HARRISBURG PA – A change to the Pennsylvania Real Estate Licensing and Registration Act, signed into law last Monday (July 6, 2009) by Gov. Edward Rendell, might prevent heartache for future purchasers who find their dream home deal has fallen through.
Senate Bill 241, written by Bucks County (PA) state Sen. Tommy Tomlinson and passed unanimously by both the House and Senate, alters “the way consumers may receive escrow funds in real estate transactions,” a press release from his office reported.
Current law requires that escrow funds – monies held on deposit while a real estate deal is pending – get tied up if it isn’t completed. Unless the buyer prospects file a lawsuit to retrieve their funds – and even if they do, there’s no guarantee they’ll win – the money remains inaccessible.
When the new law takes effect, on Sept. 6, escrow funds could be released if all parties have earlier agreed in writing.

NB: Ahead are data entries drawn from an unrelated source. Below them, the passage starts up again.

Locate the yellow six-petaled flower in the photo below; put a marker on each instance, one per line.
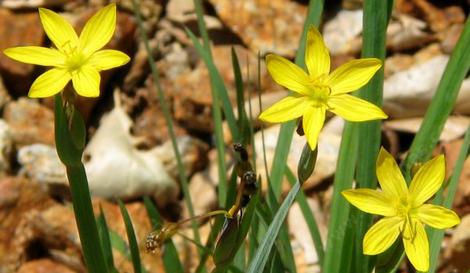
(319, 90)
(403, 208)
(75, 58)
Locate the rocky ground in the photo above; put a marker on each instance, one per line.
(126, 124)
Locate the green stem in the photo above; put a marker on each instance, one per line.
(169, 122)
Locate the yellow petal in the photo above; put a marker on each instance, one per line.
(86, 81)
(98, 30)
(107, 59)
(36, 55)
(417, 247)
(427, 180)
(354, 109)
(381, 235)
(370, 201)
(317, 57)
(287, 74)
(312, 122)
(389, 175)
(49, 83)
(288, 108)
(437, 216)
(353, 75)
(59, 31)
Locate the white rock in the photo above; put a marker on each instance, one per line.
(41, 163)
(408, 93)
(116, 169)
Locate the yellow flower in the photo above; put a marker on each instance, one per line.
(75, 58)
(319, 90)
(403, 208)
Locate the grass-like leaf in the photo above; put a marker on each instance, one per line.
(340, 207)
(70, 154)
(105, 241)
(436, 236)
(376, 17)
(171, 260)
(168, 120)
(133, 245)
(301, 199)
(442, 103)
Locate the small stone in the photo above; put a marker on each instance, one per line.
(409, 92)
(116, 168)
(457, 249)
(30, 122)
(279, 34)
(41, 163)
(44, 266)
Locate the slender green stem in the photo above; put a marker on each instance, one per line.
(70, 154)
(376, 15)
(442, 103)
(436, 236)
(340, 207)
(315, 9)
(169, 122)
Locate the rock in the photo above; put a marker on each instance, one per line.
(18, 29)
(44, 266)
(41, 163)
(203, 193)
(24, 198)
(192, 99)
(117, 169)
(193, 153)
(279, 34)
(141, 224)
(454, 128)
(408, 93)
(457, 250)
(28, 4)
(341, 32)
(6, 148)
(407, 33)
(30, 122)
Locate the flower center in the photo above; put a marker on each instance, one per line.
(75, 61)
(319, 91)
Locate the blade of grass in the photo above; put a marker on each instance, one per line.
(340, 207)
(376, 17)
(219, 92)
(315, 9)
(71, 156)
(262, 253)
(217, 119)
(442, 103)
(133, 246)
(436, 236)
(260, 257)
(301, 199)
(168, 120)
(105, 241)
(118, 243)
(171, 260)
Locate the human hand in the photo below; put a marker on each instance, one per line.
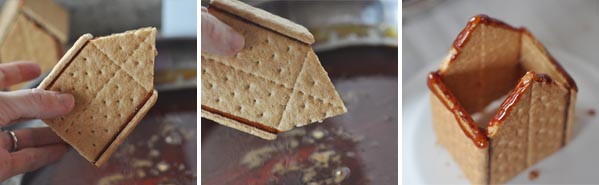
(219, 38)
(36, 147)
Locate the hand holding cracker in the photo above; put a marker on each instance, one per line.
(28, 149)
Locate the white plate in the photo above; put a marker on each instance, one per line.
(426, 162)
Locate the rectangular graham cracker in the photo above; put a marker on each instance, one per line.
(265, 19)
(32, 30)
(274, 84)
(111, 79)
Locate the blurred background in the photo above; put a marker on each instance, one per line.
(356, 42)
(162, 148)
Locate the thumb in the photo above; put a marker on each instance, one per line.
(34, 103)
(219, 38)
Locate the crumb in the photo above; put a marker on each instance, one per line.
(162, 166)
(534, 174)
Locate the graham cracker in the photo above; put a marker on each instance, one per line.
(471, 159)
(111, 79)
(509, 140)
(34, 30)
(491, 50)
(258, 90)
(547, 120)
(49, 15)
(489, 59)
(534, 57)
(265, 19)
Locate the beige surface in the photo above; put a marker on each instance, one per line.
(547, 119)
(490, 50)
(27, 41)
(28, 31)
(266, 19)
(10, 9)
(258, 83)
(509, 144)
(50, 16)
(472, 160)
(111, 78)
(491, 63)
(534, 57)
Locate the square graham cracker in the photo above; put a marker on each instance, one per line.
(274, 84)
(34, 30)
(111, 79)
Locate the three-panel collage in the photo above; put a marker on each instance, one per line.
(294, 92)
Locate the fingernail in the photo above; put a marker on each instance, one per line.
(236, 42)
(67, 100)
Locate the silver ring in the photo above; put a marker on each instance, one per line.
(13, 136)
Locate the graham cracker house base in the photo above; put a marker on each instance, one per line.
(488, 60)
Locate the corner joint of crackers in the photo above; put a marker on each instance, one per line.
(493, 61)
(275, 83)
(111, 78)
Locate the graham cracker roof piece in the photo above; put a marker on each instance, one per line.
(111, 79)
(34, 30)
(488, 60)
(274, 84)
(45, 13)
(265, 19)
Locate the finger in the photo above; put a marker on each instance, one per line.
(30, 159)
(16, 72)
(35, 137)
(218, 38)
(5, 141)
(34, 103)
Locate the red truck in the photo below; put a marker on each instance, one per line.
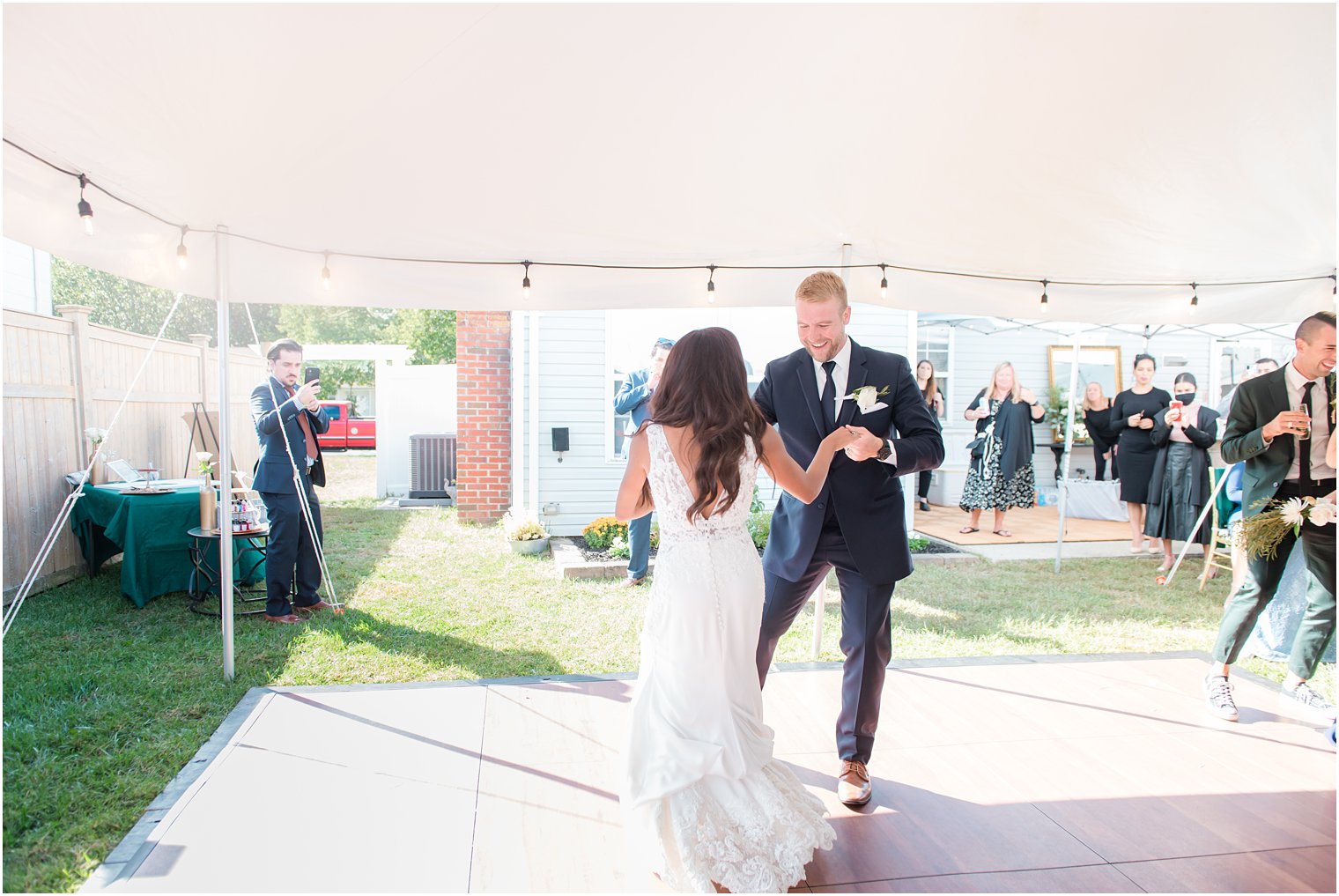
(345, 429)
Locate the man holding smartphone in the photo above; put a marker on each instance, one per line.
(288, 418)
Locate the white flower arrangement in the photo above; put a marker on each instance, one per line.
(867, 398)
(522, 525)
(1263, 532)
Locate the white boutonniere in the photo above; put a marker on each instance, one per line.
(867, 398)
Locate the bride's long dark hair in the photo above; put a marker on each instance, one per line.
(705, 388)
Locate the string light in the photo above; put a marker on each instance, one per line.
(85, 209)
(86, 214)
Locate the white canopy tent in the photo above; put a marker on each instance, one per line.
(1112, 144)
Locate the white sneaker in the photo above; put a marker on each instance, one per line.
(1217, 692)
(1306, 700)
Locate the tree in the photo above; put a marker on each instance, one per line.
(139, 308)
(429, 332)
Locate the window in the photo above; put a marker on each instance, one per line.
(765, 334)
(935, 343)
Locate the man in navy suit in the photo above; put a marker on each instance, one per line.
(635, 401)
(288, 418)
(856, 524)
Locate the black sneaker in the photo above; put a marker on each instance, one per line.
(1217, 694)
(1307, 700)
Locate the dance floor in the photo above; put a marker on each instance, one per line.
(1030, 525)
(1007, 774)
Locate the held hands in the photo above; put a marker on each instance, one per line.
(862, 445)
(306, 396)
(1287, 424)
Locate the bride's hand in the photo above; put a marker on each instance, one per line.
(839, 438)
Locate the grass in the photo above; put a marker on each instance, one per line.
(103, 703)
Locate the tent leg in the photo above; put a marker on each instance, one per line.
(226, 465)
(1065, 457)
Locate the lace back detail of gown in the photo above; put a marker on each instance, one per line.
(705, 800)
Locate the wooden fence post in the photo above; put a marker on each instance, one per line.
(80, 370)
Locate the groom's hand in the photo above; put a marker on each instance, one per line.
(864, 446)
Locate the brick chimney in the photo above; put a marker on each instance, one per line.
(484, 414)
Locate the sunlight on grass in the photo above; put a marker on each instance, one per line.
(103, 703)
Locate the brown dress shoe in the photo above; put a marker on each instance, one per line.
(854, 787)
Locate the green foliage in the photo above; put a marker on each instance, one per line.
(139, 308)
(759, 527)
(343, 373)
(600, 533)
(429, 332)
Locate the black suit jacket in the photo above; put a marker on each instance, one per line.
(867, 496)
(1258, 402)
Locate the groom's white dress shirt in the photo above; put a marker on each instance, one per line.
(840, 375)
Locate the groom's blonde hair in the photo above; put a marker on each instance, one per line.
(821, 287)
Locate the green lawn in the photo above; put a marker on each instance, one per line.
(103, 703)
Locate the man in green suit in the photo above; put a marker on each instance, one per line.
(1280, 425)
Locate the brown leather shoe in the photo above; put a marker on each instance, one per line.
(854, 787)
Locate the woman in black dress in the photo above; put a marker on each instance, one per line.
(1132, 416)
(1180, 483)
(1097, 418)
(935, 401)
(1002, 477)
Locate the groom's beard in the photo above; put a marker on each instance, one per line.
(828, 352)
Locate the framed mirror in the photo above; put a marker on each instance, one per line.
(1099, 363)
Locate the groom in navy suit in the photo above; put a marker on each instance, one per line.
(856, 524)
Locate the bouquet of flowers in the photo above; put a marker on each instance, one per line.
(1263, 532)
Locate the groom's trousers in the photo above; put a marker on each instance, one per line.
(865, 635)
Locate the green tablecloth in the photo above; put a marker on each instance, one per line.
(151, 532)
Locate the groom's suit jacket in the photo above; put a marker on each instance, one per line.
(867, 496)
(1256, 404)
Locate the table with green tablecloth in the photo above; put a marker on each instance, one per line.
(151, 532)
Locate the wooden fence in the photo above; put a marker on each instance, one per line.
(63, 375)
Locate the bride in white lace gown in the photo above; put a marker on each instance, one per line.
(703, 797)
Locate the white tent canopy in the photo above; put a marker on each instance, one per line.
(1165, 144)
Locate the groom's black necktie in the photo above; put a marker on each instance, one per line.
(1305, 445)
(829, 398)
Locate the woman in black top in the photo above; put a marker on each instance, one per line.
(1132, 416)
(1002, 477)
(1097, 418)
(935, 401)
(1180, 483)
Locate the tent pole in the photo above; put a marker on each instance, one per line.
(226, 463)
(1069, 443)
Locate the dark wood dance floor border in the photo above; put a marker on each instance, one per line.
(1003, 774)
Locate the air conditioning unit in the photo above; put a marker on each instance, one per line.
(433, 465)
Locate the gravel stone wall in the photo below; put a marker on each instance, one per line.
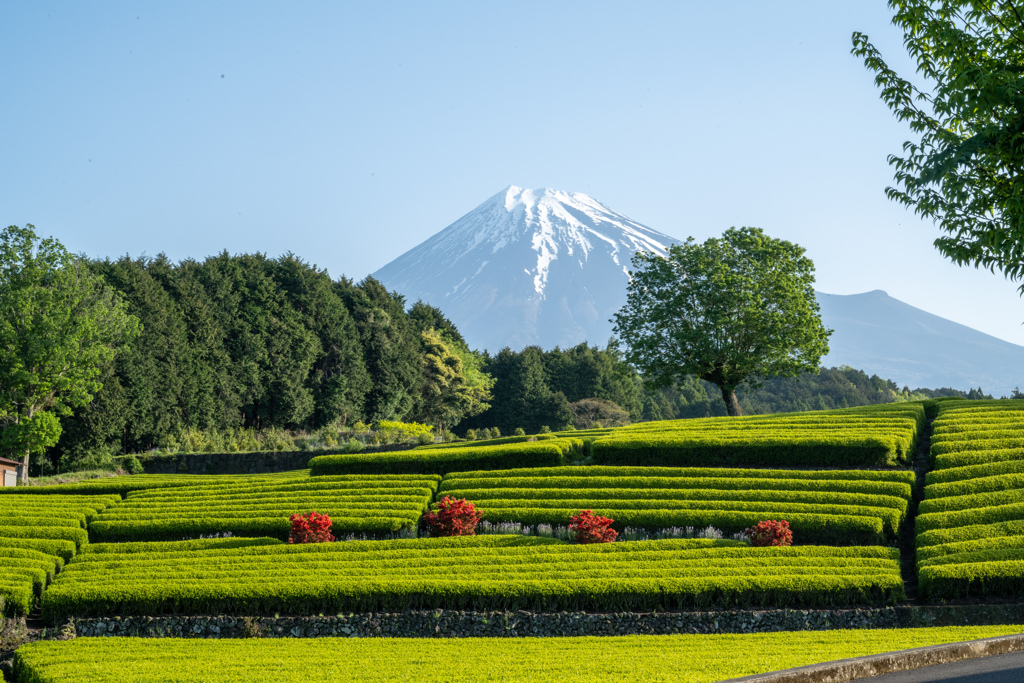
(451, 624)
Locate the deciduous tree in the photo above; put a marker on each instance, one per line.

Escrows have become a much-lamented problem as, given financial difficulties presented by the current economic recession, a number of new home builders filed for bankruptcy. Several purchasers reported they had amounts of $20,000 or more tied up in escrow accounts, and they could neither close on the home they wanted or have their money returned to buy a different one.
“This legislation will provide that escrows may be released if there is a prior agreement and the parties agree to the release of some or all of the monies, or a court orders release of the monies,” Tomlinson said. “This will provide clarity and protections to a process that presently ties up money and fails to give direction on how the money is distributed.”
The change which is not retroactive.